My Dad use to use a spread sheet to write down the dates of when he took pills but eventually that spread sheet started to gather dust. Then I tried the pill tray... it worked well for awhile but eventually Dad couldn't remember what day it was, so if he saw an empty slot of Tuesday, and it was Tuesday, and he didn't remember taking the pills, he would think it was Wednesday and would take the pills in that slot... oops, double dosage.
Eventually Dad had caregivers who were good about his morning and afternoon pills. But when Dad went to the main dining room at Assisted Living, he would forget to take his evening pills. Eventually I had to pay into an option where the facility would hold all his meds [no pills in his apartment] and give the pills during the day.
There is technology called Tele-Medicine that dispenses medication at the time she is to take it and vocally reminds people to take their medications. The machine can also send a text to you or a caregiver when the medicine is not taken from the dispenser tray. Of course if she is really being rebellious and not forgetful she will pick it up from the tray and not take it. I think you need to determine the reason she is not taking it and address the underlying cause. I could speculate further the find the underlying cause of the lack of compliance is the best place to start.
Why do you think she doesn't have any cognitive impairment?
Frankly, unless she's had a complete neuropsych workup that includes several hours of paper and pencil testing that includes assessments of reasoning ability, I would assume that there is some loss of cognition. Yes, she's "sharp as a tack", but she may no longer reason any better than a 5 year old.
Your mom is the owner of her body and it's her choice what to put into her body. No one else owns it nor is the authority on it. Since you say she is thinking clearly, then maybe you want to ask her why. Maybe the pills give her nasty side-effects, or perhaps she feels they are unnecessary. Maybe she would like to hear about alternatives to pharmaceutics. The most common cause of death today is pharmaceutics, especially poly-pharm. Many elderly people are on a cocktail of pills. Maybe your mom found out the truth about the effects of these pills, and has legitimate concerns. Ask!
Do you live with Mom? I crush my Mom's meds and mix them with vanilla ice cream then cover with chocolate sauce. A sundae before breakfast and one after dinner and no more fights about taking meds.
Often when our seniors aren't taking their medications regularly, it is due to memory issues. Whether it's from dementia is something a doctor would need to determine through testing. As some have mentioned here, it might be helpful to have your mom tested to rule out dementia or some other health issue that is causing her to forget her meds on some days.
I suppose she could be stating that she decided not to take it but really she's covering up that she forgot. I bought her a pill box, a nice one, but she refuses to use it. I go in to clean and find pills on the floor. She has just lost her PCP due to retirement. I'll see if I can find someone in geriatrics.

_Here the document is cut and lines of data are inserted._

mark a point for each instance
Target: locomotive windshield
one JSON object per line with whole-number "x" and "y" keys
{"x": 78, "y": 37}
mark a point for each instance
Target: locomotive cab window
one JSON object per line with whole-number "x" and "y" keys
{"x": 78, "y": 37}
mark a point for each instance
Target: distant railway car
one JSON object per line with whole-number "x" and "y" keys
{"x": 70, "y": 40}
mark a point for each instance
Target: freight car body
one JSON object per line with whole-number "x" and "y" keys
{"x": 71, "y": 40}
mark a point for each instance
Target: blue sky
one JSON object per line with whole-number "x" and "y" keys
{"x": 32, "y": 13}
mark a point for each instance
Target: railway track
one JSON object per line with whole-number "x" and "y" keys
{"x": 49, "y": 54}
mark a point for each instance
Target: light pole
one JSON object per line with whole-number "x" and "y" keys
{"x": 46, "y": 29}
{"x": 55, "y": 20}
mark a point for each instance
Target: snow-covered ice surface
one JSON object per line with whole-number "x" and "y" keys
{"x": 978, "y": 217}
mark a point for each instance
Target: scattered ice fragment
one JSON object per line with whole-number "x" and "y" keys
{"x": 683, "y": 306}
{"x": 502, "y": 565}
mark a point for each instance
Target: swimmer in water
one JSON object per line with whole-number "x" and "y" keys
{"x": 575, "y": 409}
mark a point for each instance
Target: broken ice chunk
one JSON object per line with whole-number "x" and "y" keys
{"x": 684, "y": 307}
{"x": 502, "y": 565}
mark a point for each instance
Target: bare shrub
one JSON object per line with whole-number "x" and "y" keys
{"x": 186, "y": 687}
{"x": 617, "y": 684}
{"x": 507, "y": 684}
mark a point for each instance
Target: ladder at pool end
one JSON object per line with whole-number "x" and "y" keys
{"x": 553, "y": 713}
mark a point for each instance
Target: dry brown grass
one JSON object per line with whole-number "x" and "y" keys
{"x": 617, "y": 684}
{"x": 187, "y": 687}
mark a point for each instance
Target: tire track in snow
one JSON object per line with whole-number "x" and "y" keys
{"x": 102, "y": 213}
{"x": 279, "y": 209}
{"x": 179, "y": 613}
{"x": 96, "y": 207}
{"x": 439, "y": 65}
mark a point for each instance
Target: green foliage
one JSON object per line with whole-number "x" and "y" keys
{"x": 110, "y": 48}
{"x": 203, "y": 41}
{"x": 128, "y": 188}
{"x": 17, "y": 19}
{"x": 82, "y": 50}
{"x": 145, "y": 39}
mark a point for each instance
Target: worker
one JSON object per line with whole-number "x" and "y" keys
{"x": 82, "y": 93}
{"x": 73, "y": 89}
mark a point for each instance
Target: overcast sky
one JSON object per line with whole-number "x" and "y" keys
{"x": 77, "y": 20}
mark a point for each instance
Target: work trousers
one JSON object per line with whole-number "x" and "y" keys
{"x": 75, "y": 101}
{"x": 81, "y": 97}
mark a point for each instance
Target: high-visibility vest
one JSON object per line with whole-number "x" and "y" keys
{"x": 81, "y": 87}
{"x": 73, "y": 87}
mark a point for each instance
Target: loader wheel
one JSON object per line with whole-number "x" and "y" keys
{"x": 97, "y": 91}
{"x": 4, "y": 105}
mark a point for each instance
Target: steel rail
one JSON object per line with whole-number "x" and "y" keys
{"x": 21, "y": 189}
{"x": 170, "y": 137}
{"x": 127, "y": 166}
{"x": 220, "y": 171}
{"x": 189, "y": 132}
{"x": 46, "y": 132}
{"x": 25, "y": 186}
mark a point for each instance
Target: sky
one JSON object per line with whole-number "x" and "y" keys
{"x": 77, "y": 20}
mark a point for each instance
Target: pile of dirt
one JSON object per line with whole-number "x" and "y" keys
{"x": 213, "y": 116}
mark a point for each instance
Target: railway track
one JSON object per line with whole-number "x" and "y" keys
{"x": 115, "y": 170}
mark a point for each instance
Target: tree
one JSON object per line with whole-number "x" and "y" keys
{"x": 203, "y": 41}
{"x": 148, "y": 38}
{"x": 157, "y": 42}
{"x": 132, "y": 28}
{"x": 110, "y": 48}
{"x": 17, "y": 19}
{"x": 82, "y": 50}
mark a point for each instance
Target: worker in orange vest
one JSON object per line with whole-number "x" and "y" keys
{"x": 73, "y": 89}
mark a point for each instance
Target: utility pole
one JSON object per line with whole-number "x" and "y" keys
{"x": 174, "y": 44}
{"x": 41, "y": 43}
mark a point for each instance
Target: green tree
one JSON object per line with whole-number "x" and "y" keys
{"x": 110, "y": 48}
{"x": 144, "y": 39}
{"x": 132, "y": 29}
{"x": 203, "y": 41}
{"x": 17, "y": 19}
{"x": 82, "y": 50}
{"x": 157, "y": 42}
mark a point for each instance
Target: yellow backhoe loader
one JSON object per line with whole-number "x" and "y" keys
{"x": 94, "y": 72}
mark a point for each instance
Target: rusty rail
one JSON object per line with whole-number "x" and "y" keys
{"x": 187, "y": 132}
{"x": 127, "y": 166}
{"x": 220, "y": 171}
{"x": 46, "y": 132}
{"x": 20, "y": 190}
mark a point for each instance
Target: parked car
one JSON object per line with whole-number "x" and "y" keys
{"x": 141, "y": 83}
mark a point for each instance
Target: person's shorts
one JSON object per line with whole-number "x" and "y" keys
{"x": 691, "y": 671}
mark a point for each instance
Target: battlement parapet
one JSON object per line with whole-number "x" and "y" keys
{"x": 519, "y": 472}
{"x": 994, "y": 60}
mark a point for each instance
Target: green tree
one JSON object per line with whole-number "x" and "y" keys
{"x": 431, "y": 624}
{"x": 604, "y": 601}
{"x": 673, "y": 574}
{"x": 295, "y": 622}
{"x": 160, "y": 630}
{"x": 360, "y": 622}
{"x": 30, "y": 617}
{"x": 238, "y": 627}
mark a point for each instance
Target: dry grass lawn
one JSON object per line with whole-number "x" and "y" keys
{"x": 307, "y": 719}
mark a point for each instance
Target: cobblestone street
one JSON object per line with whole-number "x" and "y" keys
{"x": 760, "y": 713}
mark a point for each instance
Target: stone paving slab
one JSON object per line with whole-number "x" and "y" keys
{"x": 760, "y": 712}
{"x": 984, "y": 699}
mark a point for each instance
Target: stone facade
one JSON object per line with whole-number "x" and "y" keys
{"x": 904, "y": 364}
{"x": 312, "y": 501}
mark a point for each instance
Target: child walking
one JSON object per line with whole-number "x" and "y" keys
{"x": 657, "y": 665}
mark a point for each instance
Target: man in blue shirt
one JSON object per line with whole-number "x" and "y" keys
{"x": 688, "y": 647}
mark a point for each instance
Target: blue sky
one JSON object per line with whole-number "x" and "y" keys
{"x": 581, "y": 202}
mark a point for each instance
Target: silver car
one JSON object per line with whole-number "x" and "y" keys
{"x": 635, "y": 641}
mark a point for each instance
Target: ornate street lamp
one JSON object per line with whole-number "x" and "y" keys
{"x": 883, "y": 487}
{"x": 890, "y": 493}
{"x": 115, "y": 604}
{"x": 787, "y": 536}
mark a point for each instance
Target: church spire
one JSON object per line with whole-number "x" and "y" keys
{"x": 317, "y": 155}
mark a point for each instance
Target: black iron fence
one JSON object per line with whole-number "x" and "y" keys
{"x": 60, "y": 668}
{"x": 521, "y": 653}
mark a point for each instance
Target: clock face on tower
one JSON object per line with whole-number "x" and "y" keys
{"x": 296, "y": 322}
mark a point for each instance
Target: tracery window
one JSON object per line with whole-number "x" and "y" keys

No Hopalong, Your Mother is not stubborn, as She's forgetting..but You would never notice as Your Mom is pretending She wouldn't take the med's to keep You from noticing that Her memory is failing. It's time to contact Your Mothers Dr. so that an appointment can be made for a Geriatrition to examine Your Mom. Before My Late Mother was diagnosed with Alzheimer's I found boxes and boxes of tablets which were not even opened...Mam had been putting the med's away safely and completely forgot She had med's to take. I mentioned this to Mam's Dr and The Doctor told Me to take over managing the Med's for Mother, from there on. I Pray that I'm wrong, but the writing is on the wall.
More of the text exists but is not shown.